CAMİLER DİLENCİ YUVASI!
İlçe Müftümüz sayın Hakan Türe’yi çok başarılı buluyorum. En azından işinin dışında hiçbir konuyla gündeme gelmiyor. Mesela görevini bırakıp bir partiden aday olmadı, ya da vaizle tartışmalara girip, kasislerle ilgili henüz bir fetva vermedi. Açılıştan açılışa koşup kurdele kesip basına boy boy fotoğraf vermekle zaman kaybetmediği için de bütün enerjisini kurum faaliyetlerine harcayabiliyor.

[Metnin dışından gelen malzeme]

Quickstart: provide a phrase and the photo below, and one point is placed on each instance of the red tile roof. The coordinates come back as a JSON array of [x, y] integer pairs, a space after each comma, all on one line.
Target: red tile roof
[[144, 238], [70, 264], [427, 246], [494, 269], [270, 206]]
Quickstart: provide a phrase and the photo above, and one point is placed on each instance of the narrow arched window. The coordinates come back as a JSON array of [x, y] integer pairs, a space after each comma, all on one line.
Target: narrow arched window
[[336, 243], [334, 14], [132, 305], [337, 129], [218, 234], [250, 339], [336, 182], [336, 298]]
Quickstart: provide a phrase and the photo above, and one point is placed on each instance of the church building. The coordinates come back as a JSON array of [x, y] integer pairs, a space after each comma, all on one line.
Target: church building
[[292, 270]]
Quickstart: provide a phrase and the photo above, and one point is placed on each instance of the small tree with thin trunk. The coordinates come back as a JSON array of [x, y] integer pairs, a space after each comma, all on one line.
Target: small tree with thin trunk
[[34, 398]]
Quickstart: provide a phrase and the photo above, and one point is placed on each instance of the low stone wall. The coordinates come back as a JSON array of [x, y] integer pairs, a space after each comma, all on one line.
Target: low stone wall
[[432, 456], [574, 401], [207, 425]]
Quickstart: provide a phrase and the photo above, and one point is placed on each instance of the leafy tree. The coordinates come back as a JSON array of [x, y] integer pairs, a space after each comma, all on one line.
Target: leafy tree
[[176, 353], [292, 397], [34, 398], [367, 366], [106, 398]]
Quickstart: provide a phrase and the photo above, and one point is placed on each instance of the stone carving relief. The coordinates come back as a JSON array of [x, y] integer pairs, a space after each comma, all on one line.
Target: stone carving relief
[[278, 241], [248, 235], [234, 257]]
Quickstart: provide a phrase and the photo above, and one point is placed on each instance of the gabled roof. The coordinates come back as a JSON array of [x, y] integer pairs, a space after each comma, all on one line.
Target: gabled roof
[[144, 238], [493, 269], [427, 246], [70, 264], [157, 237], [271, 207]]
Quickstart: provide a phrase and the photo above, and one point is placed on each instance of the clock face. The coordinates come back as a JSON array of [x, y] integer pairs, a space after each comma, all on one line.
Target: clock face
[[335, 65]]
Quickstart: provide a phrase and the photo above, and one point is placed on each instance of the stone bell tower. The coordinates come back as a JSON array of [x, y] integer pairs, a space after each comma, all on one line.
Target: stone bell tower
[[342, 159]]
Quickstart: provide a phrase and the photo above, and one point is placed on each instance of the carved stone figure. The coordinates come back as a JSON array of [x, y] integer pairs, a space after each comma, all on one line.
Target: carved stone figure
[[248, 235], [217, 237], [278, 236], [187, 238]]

Camilerimiz güzel bakımlı, imamlarımız donanımlı buraya kadar her şey olması gerektiği gibi ama ne olacak bu dilenci sorunu diye sormak istiyorum. Eskiden dilenciler caminin avlu kapılarında bekler, namazdan çıkanların dini duygularını Allah, kitap diyerek istismar ederlerdi. Ama artık dilenciler caminin içine kadar girip dileniyorlar. Dilenmek suç olmamasına rağmen bunun böyle ulu orta yapılabilmesini anlayamıyorum. Müftü bey bu soruna bence acilen el atmalı. Caminin içine kadar gelip Allah’tan istemek varken kula el açanları, kuldan medet umanların duygularımızı daha fazla sömürmelerinin mutlaka önüne geçilmeli.

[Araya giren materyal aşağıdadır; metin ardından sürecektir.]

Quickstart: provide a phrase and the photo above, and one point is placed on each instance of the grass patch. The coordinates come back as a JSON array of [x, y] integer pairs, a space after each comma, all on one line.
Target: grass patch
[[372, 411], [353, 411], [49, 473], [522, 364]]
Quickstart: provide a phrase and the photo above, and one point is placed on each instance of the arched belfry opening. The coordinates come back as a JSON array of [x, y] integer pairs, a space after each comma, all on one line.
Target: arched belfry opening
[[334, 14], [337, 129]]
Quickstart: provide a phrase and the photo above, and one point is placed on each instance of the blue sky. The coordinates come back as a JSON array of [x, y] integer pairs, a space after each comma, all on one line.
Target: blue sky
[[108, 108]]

NEREDE O ESKİ GAZETECİLER?
Büyük Torbalı’nın kapısından içeri ilk girdiğimde (2011) muhabir kadrosunda Gökhan Yalkalk, Vedat Gökçay ve Cemil Zeybeker vardı. Şuan benim yazdığım arka sayfada ise Adem Aksakallı yazıyordu. O zamanlar henüz yeni kurulmuş sayılan Torbalı Ege’nin kadrosunda ise Yaşar Ceylan, Serkan Günbay, Amede Alpagut ve Kemal Coşar yer alırken arka sayfasında İbrahim Kaya yazıyordu. Adem Aksakallı’yla İbrahim Kaya’nın köşelerinden atışmaları en az parti liderlerinin atışmaları kadar keyifliydi o zamanlar. Daha sonra aramıza İbrahim Danış, Hamza Bodur, Hasan Demir, Murat Can gibi çok değerli isimler katıldı. Ve tabi buradan adını dahi hatırlamak istemediğim yüz karası muhabirler. O dönem biz muhabirler arasında tatlı bir rekabet vardı. Birbirimize haber atlatmak için 40 takla atar ama mesai saatleri dışında çok iyi arkadaştık. Hatta Basın Gücü diye halı saha takımımız bile vardı ve ilçedeki kurumların memurlarıyla maç yapardık. Ama zamanla ilçede basına gösterilen değer ve ilgi azaldı. Bunun en önemli sebebi de işi bilmeyen, basın ahlak ve ilkelerinden haberi dahi olmayan kişilerin siyasi rant veya maddi menfaat sağlamak için bu sektöre girmesi oldu. Bir diğer önemli sebebi de 5N1K kuralını bilmeyen gazeteciler. Okuyucu niteliksiz haber okumaktan, olayları ifade edemeyen, kötü fotoğraf çeken, taraflı gazetecilerden sıkıldı. Ve bugüne baktığımızda yukarıda ismini saydığım bir çok meslektaşım sektörden ayrılıp başka işlerle meşgul olmaya başladılar. Bunları neden yazdığıma gelince. Çok fazla liseli kardeşimiz meslek hakkında sorular sorup gazetecilik okumak istediklerini söylüyorlar. Umarım hayallerini gerçekleştirebilirler.
AYRANCILAR’A KÜTÜPHANE YAKIŞIR
Birilerinin aklına gelmemiş olacak ki Torbalı’nın en önemli yerleşim merkezi olan, nüfusu ve gelişmişliği ile yüzlerce ilçeyi geride bırakan Ayrancılar’da ne yazık ki bir kütüphane bulunmuyor. Yaklaşık 10 okulun bulunduğu bölgede 50 bin kişi yaşarken, bir halk kütüphanesinin olmayışı, araştırmayan ve okumayan bir neslin yetişmesine neden oluyor. Bölge sakinleri ise bölgeye bir halk kütüphanesinin kazandırılmasını istiyor. Konuyla ilgili bazı kişilerin talebini buradan yetkililere aktarıyorum. Ayrancılar Mahallesi sakinlerinin umarım talebi en kısa sürede gerçekleşir.